The Pew Research Center on Wednesday released its early look at the expected shape of the 2020 electorate. The center's projections show that demographic shifts  make the electorate unique in a few ways: 

  • "Nonwhites will account for a third of eligible voters – their largest share ever – driven by long-term increases among certain groups, especially Hispanics. At the same time, one-in-ten eligible voters will be members of Generation Z,  the Americans who will be between the ages 18 and 23 next year. That will occur as Millennials and all other older generations account for a smaller share of eligible voters than they did in 2016," per Pew's Anthony Cillufo and Richard Fry. 
  • More: "We project that the 2020 election will mark the first time that Hispanics will be the largest racial or ethnic minority group in the electorate, accounting for just over 13% of eligible voters – slightly more than blacks."
  • "This change reflects the gradual but continuous growth in the Hispanic share of eligible voters, up from 9% in the 2008 presidential election and 7% in the 2000 election. The black eligible voter population has grown about as fast as the electorate overall, meaning their share has held constant at about 12% since 2000."

In the Media

SUPPORT, READ, BUY YOUR LOCAL NEWSPAPERS, PEOPLE: New research published in the Journal of Communication has found that the endangered status of local newspapers and journalists contributes to political polarization in the United States, the AP's David Bauder reports. “Researchers reached that conclusion by comparing voting data from 66 communities where newspapers have closed in the past two decades to 77 areas where local newspapers continue to operate.”
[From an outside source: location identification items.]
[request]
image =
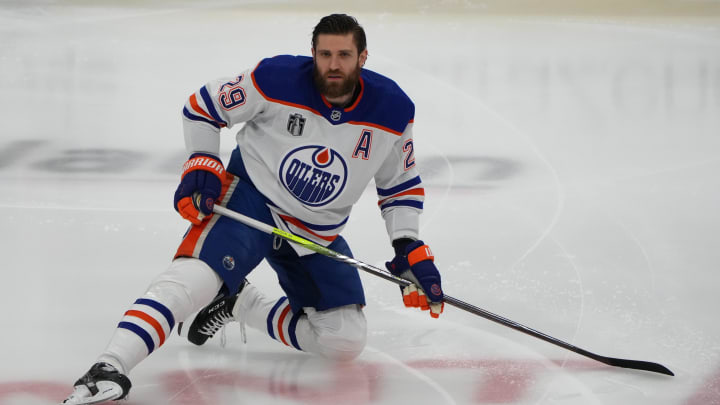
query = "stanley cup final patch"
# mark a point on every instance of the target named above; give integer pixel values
(296, 124)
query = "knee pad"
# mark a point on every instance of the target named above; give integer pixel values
(341, 332)
(186, 286)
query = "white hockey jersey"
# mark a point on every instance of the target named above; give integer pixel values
(312, 160)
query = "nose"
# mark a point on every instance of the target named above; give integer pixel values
(335, 62)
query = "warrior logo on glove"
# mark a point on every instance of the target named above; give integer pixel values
(200, 186)
(416, 265)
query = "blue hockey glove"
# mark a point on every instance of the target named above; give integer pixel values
(200, 185)
(414, 262)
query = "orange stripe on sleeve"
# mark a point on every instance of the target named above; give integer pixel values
(196, 107)
(280, 322)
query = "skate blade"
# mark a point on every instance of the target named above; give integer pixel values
(107, 391)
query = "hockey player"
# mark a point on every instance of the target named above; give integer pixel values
(317, 131)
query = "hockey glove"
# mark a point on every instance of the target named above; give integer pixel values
(414, 262)
(200, 185)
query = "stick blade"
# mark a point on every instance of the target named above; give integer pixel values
(637, 365)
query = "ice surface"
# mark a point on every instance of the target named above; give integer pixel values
(571, 166)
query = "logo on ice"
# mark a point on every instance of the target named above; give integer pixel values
(313, 174)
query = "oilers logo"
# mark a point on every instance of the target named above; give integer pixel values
(313, 174)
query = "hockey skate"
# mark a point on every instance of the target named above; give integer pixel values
(101, 383)
(212, 318)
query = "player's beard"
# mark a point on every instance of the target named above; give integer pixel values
(334, 90)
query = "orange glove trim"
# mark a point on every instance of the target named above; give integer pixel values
(419, 254)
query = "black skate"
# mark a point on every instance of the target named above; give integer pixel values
(101, 383)
(212, 318)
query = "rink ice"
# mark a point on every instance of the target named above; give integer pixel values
(571, 176)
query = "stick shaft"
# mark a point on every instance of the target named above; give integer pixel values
(261, 226)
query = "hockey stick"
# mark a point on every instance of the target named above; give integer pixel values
(253, 223)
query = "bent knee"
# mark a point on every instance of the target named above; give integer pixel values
(343, 336)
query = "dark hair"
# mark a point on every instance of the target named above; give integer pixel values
(340, 24)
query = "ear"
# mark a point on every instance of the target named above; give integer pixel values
(362, 58)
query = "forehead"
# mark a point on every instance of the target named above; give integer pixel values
(335, 42)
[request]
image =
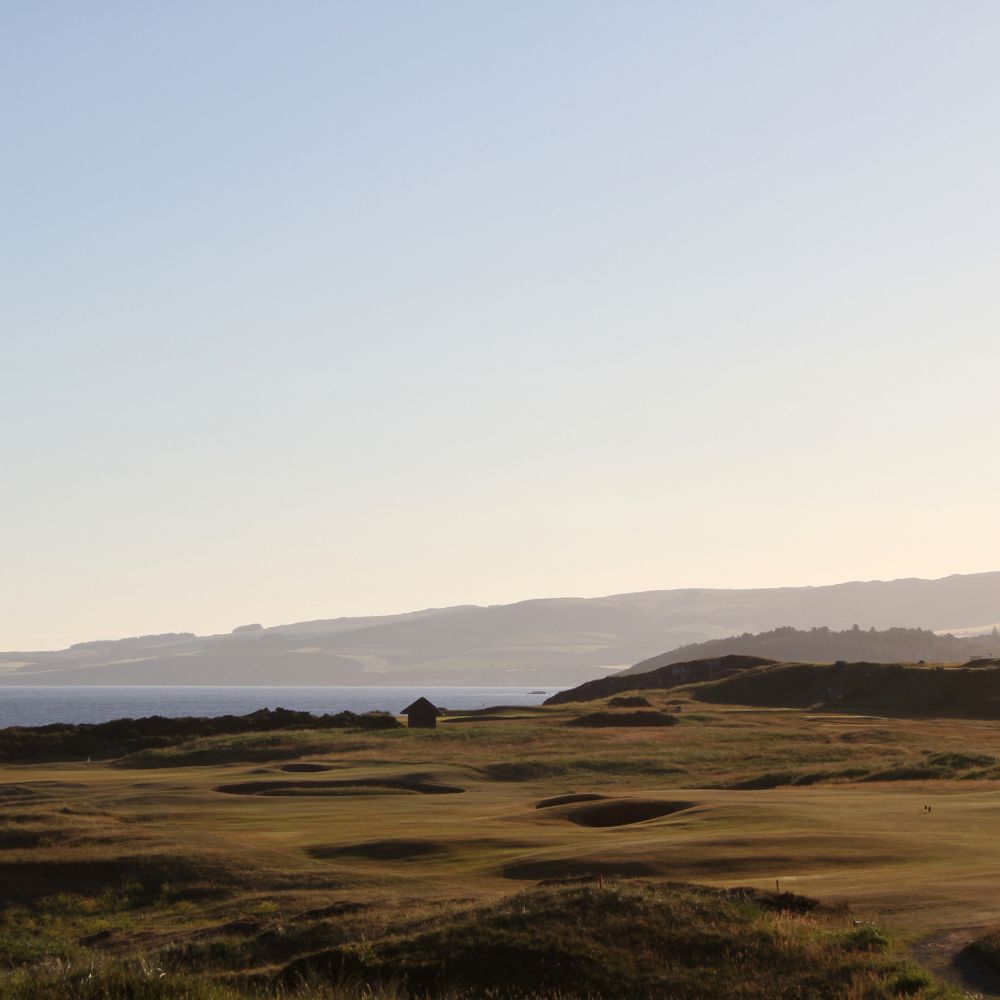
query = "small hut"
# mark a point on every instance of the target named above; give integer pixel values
(422, 714)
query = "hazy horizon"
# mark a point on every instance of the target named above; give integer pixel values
(226, 630)
(363, 308)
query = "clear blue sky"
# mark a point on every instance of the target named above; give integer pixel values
(339, 308)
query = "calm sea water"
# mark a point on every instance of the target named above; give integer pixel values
(37, 706)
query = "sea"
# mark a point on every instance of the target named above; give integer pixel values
(39, 706)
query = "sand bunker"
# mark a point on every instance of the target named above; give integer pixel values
(565, 800)
(342, 786)
(623, 812)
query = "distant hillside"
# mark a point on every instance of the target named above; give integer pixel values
(823, 645)
(544, 643)
(663, 679)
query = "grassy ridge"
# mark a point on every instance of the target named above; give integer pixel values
(105, 740)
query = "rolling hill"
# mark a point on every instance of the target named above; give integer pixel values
(560, 641)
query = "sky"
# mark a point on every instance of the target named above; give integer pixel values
(342, 308)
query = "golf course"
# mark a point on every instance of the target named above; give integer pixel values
(687, 848)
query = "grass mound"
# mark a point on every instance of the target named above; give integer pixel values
(599, 720)
(624, 812)
(630, 701)
(635, 941)
(565, 800)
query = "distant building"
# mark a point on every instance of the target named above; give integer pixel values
(422, 714)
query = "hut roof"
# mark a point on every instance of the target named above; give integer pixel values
(421, 705)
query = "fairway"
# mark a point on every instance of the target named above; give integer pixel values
(834, 807)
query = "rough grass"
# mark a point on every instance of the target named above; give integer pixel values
(105, 868)
(631, 940)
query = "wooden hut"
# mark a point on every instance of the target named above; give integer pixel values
(422, 714)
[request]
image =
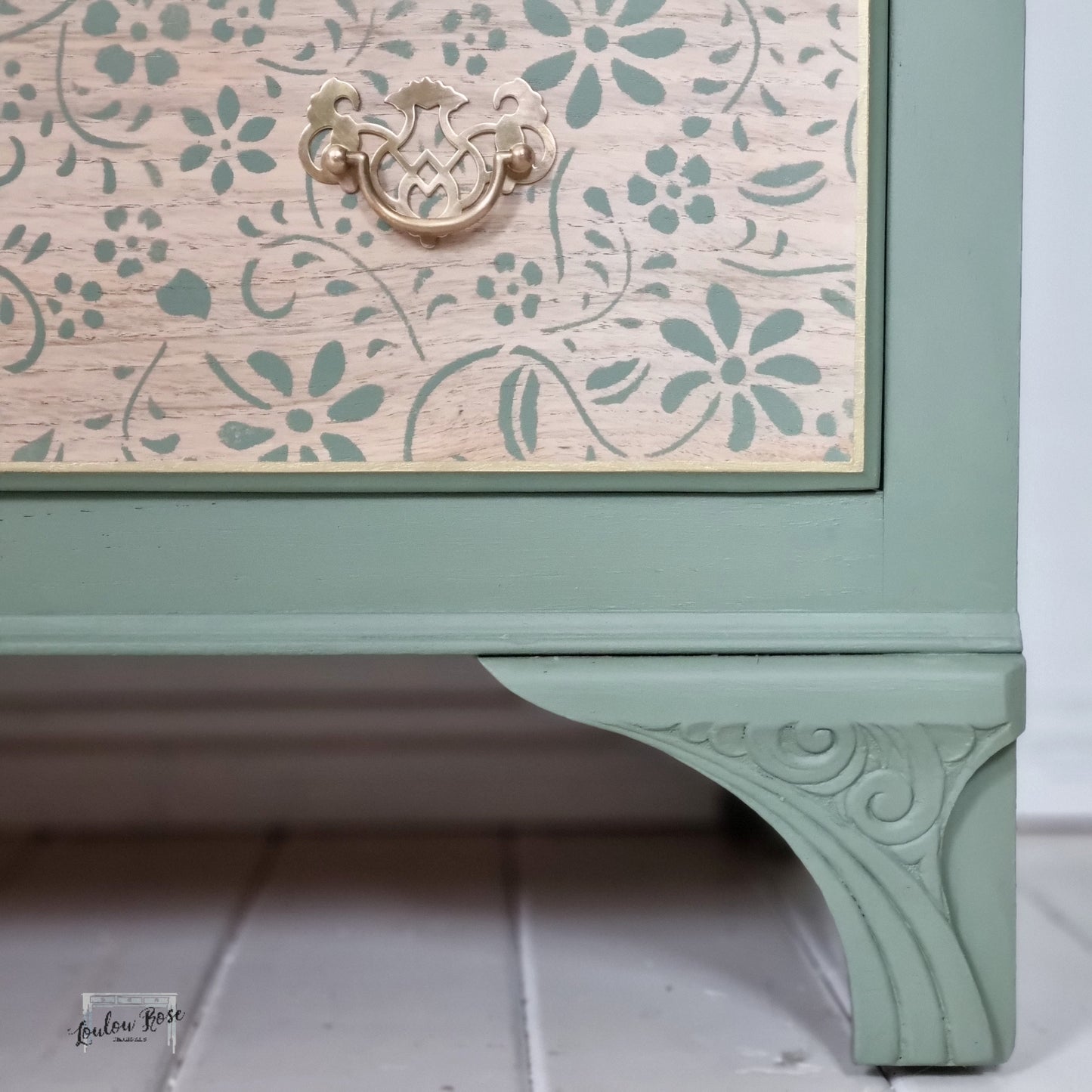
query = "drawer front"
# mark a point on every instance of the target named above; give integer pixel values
(684, 292)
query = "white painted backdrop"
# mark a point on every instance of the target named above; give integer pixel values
(101, 743)
(1056, 441)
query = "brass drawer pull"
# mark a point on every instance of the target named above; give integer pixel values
(345, 162)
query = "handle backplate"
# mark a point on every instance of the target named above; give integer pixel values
(524, 152)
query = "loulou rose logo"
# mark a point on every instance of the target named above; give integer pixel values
(130, 1028)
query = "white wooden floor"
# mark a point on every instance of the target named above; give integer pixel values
(574, 964)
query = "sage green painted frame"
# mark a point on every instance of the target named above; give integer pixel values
(59, 478)
(927, 562)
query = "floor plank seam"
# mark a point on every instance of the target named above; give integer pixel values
(525, 989)
(807, 946)
(220, 964)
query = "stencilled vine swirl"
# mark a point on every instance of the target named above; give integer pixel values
(601, 324)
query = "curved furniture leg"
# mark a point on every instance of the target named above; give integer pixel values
(892, 778)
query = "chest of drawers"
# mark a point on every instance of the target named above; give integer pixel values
(663, 354)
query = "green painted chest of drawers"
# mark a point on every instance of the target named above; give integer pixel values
(663, 354)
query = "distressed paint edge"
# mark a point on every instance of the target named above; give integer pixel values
(517, 633)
  • Key findings: “With fewer opportunities to find out about local politicians, citizens are more likely to turn to national sources like cable news and apply their feelings about national politics to people running for the town council or state legislature,” Bauder writes of the study's findings. “The result is much less 'split ticket' voting, or people whose ballot includes votes for people of different parties. In 1992, 37 percent of states with Senate races elected a senator from a different party than the presidential candidate the state supported. In 2016, for the first time in a century, no state did that, the study found."
  • “The voting behavior was more polarized, less likely to include split ticket voting, if a newspaper had died in the community,” Johanna Dunaway, a communications professor at Texas A&M University, who conducted the research along with colleagues from Colorado State and Louisiana State universities, told Bauder. 
  • Other findings: “'Researchers are only beginning to measure the public impact of such losses. Among the other findings is less voter participation among news-deprived citizens in 'off-year' elections where local offices are decided,'" Penelope Muse Abernathy, a University of North Carolina professor, said. "Another study suggested a link to increased government spending in communities where 'watchdog' journalists have disappeared."